Hiking in Canyonlands is tough

We’ve hiked our last trail in Arches National Park. How can I describe Arches in a way that hasn’t been said before? Overwhelming, awesome, amazing. I think I’ve used these adjectives over and over again.

From Moab, we drove into the Island in the Sky section of Canyonlands National Park. The two parks, Arches and Canyonlands, are always mentioned together.

But where Arches is easy, accessible, sometimes crowded, and has lots of short hikes to destinations that are easy to appreciate, Canyonlands is rugged.

Yes, this is a national park but I think of Canyonlands as the country cousin to Arches: big with many rough trails and few amenities. You even need to bring your own water since there’s none in the visitor center.

Canyonlands is divided into four sections. We visited the Needles area on our way to Moab. Island in the Sky, the main section, offers views into the Green and Colorado River. We hiked down into a canyon on the Neck Spring loop. This part of Island in the Sky attracted ranchers in the 19th century because it has several springs. Water is always the issue here.

On a Sunday morning, we didn’t see another person on the Neck Spring Loop trail.

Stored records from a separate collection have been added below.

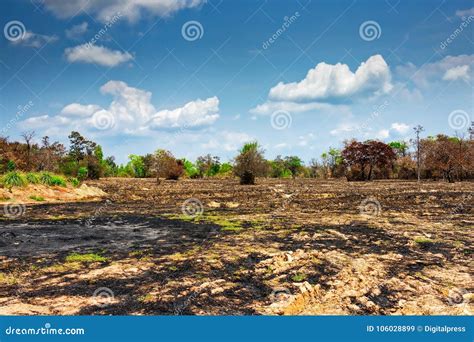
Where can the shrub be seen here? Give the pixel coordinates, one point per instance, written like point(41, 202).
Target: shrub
point(14, 178)
point(46, 178)
point(11, 166)
point(167, 166)
point(74, 181)
point(58, 181)
point(250, 163)
point(32, 178)
point(190, 169)
point(82, 173)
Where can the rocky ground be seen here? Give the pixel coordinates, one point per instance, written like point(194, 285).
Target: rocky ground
point(213, 247)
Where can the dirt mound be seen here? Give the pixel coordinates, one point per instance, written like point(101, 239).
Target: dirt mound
point(41, 193)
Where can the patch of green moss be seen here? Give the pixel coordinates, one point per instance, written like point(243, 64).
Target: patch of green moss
point(299, 277)
point(86, 258)
point(37, 198)
point(423, 241)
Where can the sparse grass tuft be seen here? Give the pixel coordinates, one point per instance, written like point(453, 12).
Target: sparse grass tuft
point(32, 178)
point(299, 277)
point(423, 240)
point(86, 258)
point(74, 182)
point(14, 178)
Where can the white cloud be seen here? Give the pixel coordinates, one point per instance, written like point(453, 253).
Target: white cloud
point(291, 107)
point(192, 114)
point(460, 72)
point(77, 31)
point(426, 75)
point(130, 112)
point(400, 128)
point(344, 128)
point(382, 134)
point(227, 141)
point(88, 53)
point(326, 82)
point(76, 109)
point(130, 9)
point(35, 40)
point(465, 13)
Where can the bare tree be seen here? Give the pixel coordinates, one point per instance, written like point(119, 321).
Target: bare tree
point(418, 129)
point(28, 137)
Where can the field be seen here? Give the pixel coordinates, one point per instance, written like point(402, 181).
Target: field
point(280, 247)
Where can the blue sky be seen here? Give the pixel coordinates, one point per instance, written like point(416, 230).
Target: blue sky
point(198, 77)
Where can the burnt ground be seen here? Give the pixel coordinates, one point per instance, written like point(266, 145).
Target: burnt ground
point(279, 247)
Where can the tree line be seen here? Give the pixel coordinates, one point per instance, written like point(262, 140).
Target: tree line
point(449, 158)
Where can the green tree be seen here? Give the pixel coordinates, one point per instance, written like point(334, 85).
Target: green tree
point(250, 163)
point(294, 164)
point(136, 165)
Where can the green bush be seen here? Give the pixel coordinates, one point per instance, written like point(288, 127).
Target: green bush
point(11, 166)
point(58, 181)
point(82, 173)
point(46, 178)
point(74, 181)
point(32, 178)
point(14, 178)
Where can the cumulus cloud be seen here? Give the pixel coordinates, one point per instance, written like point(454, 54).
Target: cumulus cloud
point(76, 109)
point(130, 9)
point(77, 31)
point(383, 134)
point(87, 53)
point(400, 128)
point(227, 141)
point(35, 40)
point(429, 73)
point(465, 13)
point(194, 113)
point(291, 107)
point(326, 82)
point(460, 72)
point(130, 111)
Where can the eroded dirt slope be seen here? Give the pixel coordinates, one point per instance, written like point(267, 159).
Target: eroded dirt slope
point(280, 247)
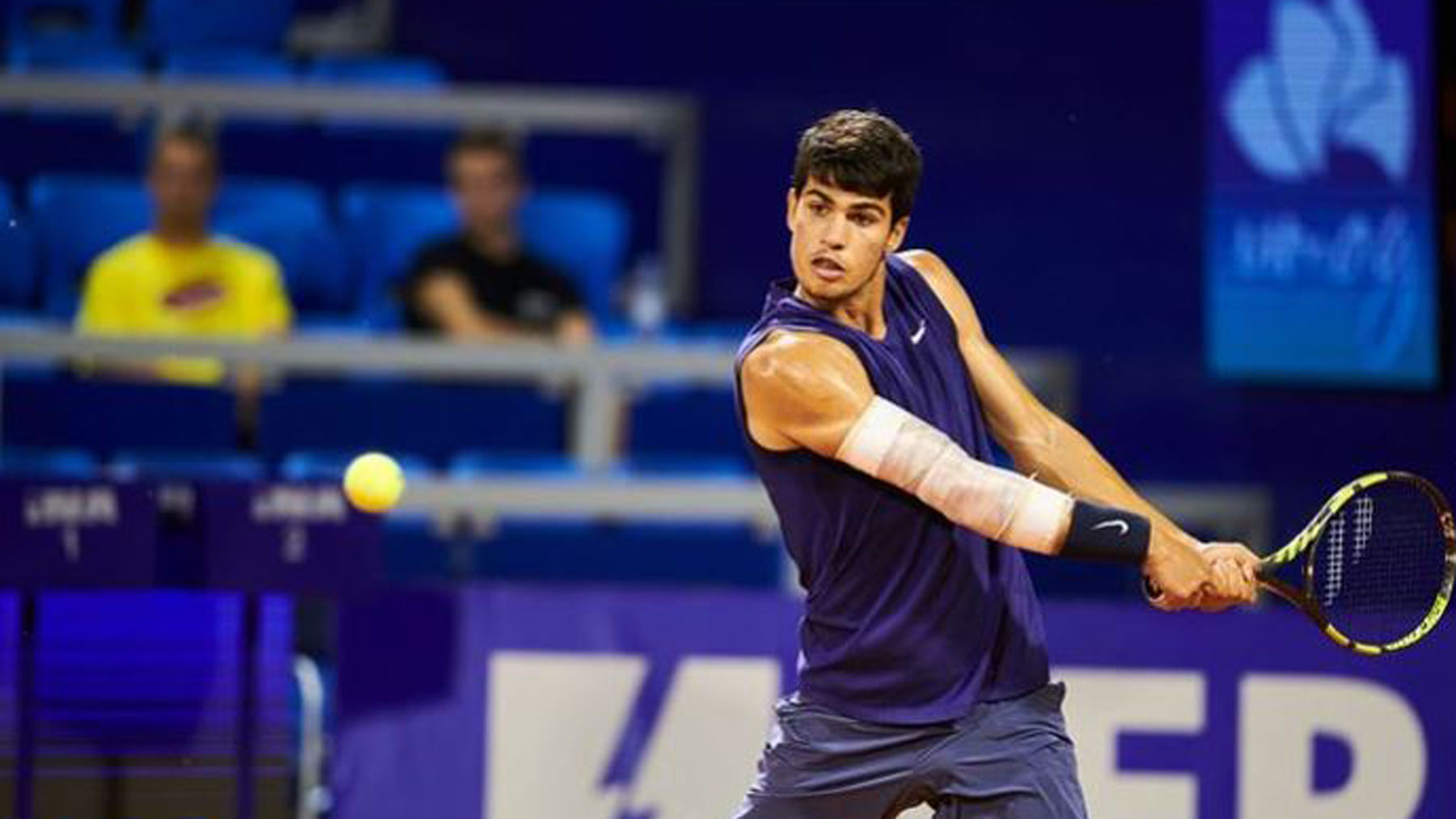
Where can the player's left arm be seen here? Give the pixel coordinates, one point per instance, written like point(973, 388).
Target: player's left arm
point(1039, 440)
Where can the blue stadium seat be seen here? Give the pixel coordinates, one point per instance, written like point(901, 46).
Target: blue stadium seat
point(434, 420)
point(105, 416)
point(191, 23)
point(686, 420)
point(76, 56)
point(329, 466)
point(95, 21)
point(76, 218)
point(238, 65)
point(379, 70)
point(386, 226)
point(582, 231)
point(290, 220)
point(63, 463)
point(187, 464)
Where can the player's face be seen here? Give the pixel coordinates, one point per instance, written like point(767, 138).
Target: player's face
point(182, 182)
point(487, 189)
point(840, 239)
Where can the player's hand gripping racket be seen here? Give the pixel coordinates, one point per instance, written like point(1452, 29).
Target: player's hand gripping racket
point(1378, 564)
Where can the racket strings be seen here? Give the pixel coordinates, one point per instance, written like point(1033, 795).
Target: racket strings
point(1381, 564)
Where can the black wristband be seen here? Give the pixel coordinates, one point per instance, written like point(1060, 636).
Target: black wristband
point(1107, 534)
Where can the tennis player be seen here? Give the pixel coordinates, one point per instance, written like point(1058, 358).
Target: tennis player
point(868, 396)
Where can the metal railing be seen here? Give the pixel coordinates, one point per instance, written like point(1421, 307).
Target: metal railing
point(669, 121)
point(603, 378)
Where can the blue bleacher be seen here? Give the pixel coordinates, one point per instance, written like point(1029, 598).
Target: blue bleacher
point(409, 72)
point(76, 218)
point(686, 420)
point(415, 551)
point(386, 226)
point(101, 60)
point(18, 278)
point(480, 463)
point(95, 21)
point(291, 222)
point(434, 420)
point(104, 416)
point(220, 65)
point(562, 551)
point(198, 23)
point(49, 463)
point(129, 464)
point(331, 464)
point(595, 255)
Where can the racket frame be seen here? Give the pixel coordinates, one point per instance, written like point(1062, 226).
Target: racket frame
point(1308, 540)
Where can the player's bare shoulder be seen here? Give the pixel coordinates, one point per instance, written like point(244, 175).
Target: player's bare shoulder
point(802, 391)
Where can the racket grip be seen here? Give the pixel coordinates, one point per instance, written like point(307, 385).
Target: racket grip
point(1150, 589)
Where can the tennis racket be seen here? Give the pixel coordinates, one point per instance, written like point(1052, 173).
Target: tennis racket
point(1378, 564)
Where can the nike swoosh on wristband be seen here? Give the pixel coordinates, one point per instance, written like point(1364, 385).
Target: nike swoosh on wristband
point(1121, 524)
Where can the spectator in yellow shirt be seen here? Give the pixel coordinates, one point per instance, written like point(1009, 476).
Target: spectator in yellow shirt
point(178, 278)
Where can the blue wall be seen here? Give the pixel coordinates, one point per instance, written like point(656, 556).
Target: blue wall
point(1063, 182)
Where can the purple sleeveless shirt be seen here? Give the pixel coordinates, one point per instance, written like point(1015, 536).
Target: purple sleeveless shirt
point(909, 618)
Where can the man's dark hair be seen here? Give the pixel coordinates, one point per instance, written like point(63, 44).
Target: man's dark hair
point(487, 140)
point(194, 134)
point(862, 152)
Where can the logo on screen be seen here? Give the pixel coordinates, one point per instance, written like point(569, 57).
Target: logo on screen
point(1324, 85)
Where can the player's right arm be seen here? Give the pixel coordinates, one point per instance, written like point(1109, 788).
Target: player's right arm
point(806, 391)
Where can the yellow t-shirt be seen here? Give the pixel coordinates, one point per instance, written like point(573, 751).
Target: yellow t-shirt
point(218, 289)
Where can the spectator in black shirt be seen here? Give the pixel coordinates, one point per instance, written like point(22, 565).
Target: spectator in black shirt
point(482, 284)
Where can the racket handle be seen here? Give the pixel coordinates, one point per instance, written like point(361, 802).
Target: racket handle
point(1150, 589)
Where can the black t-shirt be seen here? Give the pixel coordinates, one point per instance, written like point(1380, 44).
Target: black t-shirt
point(523, 289)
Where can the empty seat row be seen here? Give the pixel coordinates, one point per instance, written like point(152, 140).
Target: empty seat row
point(165, 23)
point(468, 427)
point(340, 260)
point(243, 65)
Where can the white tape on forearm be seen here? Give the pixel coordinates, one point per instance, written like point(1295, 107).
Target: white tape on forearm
point(902, 450)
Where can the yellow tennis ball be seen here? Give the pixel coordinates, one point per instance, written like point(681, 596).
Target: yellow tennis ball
point(373, 482)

Hiking in Arches and Canyonlands is difficult. We’ve yet to do a hike of more than eight miles. The challenge isn’t the elevation gain; it’s the rocky terrain. Lenny and I have been spoiled by Smokies trails for so long that we’re finding the hiking tough.

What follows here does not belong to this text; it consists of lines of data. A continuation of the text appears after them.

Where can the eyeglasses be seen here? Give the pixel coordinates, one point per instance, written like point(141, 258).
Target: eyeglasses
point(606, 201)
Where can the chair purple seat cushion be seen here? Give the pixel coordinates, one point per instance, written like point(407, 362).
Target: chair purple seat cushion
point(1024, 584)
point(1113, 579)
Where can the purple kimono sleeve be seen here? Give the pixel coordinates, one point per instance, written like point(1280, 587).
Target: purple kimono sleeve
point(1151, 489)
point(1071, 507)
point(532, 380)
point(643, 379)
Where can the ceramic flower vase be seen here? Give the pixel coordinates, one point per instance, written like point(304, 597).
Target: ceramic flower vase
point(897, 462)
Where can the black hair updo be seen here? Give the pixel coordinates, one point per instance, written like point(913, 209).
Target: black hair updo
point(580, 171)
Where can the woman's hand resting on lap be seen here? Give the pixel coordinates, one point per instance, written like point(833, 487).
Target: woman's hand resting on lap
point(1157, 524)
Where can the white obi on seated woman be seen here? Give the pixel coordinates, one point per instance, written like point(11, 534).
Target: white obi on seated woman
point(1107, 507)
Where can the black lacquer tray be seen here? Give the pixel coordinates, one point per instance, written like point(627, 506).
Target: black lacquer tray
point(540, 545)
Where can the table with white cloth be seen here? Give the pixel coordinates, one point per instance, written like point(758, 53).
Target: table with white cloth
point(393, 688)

The barren rock called slick makes up a sizeable part of any trail here. Sometimes, if it’s a tourist trail, the park will have installed a few rock steps. When it’s not rock, it’s sand, almost like on a beach. Couple all those challenges with the sun and heat and you have two slow hikers.

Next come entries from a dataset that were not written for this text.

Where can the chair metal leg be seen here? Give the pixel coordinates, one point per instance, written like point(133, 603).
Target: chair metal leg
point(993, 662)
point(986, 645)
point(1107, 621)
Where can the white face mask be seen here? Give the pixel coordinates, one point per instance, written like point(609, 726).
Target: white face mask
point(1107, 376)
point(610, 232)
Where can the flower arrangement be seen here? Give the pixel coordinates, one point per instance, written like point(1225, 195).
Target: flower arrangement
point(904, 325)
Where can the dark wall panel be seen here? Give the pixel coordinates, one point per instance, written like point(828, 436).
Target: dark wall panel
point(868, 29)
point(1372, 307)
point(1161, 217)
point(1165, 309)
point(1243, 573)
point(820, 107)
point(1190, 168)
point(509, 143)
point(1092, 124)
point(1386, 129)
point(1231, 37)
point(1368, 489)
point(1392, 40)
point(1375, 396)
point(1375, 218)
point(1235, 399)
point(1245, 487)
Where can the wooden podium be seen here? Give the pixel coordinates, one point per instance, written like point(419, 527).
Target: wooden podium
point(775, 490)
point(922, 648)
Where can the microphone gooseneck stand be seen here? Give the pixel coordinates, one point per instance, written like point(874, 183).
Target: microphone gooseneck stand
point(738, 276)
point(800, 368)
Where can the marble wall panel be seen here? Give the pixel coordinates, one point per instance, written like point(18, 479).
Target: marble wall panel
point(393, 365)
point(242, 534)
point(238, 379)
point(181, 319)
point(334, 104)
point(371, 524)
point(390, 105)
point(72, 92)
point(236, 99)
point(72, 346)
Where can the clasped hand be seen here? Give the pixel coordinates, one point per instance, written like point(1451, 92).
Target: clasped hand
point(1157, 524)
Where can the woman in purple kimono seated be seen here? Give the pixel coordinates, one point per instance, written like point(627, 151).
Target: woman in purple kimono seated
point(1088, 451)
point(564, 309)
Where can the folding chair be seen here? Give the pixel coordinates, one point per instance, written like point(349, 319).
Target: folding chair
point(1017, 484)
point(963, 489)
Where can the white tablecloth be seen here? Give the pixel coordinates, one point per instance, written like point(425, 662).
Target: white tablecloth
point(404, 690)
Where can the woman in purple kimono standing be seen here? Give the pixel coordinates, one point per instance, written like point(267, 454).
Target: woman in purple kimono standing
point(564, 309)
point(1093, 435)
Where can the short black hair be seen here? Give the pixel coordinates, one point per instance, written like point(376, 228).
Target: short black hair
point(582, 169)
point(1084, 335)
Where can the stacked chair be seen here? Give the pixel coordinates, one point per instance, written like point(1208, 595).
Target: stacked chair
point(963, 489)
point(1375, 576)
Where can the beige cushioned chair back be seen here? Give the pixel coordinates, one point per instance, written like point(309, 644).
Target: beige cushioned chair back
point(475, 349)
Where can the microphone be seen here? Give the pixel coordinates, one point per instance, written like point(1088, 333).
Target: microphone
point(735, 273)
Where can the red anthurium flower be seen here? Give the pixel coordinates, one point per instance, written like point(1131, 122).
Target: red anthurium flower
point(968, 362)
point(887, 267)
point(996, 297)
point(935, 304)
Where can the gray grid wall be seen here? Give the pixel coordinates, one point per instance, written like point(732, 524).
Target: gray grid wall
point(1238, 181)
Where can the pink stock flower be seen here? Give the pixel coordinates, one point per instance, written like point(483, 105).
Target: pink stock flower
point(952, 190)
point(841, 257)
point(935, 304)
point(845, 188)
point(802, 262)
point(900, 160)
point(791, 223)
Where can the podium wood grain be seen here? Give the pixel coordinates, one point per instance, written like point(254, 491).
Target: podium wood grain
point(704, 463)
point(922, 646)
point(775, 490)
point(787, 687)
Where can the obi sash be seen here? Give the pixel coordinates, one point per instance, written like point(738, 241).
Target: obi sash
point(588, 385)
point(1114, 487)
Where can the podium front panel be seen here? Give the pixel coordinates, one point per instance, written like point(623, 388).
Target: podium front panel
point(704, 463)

But the views are like nothing else I’ve seen. We’ve walked into canyons and on the rim, looking down onto rocky structures that can’t be explained.

But it’s not all distant views. Right now, prickly pear cactus, both yellow and pink, is in bloom. There’s Indian paintbrush, blue, pink and lavender asters and a whole slew of flowers that I can only admire but not identify. Lizards that scurry to get out from under our feet are as colorful as the flowers.

Goodbye as well to Moab, Utah. It’s time to move on.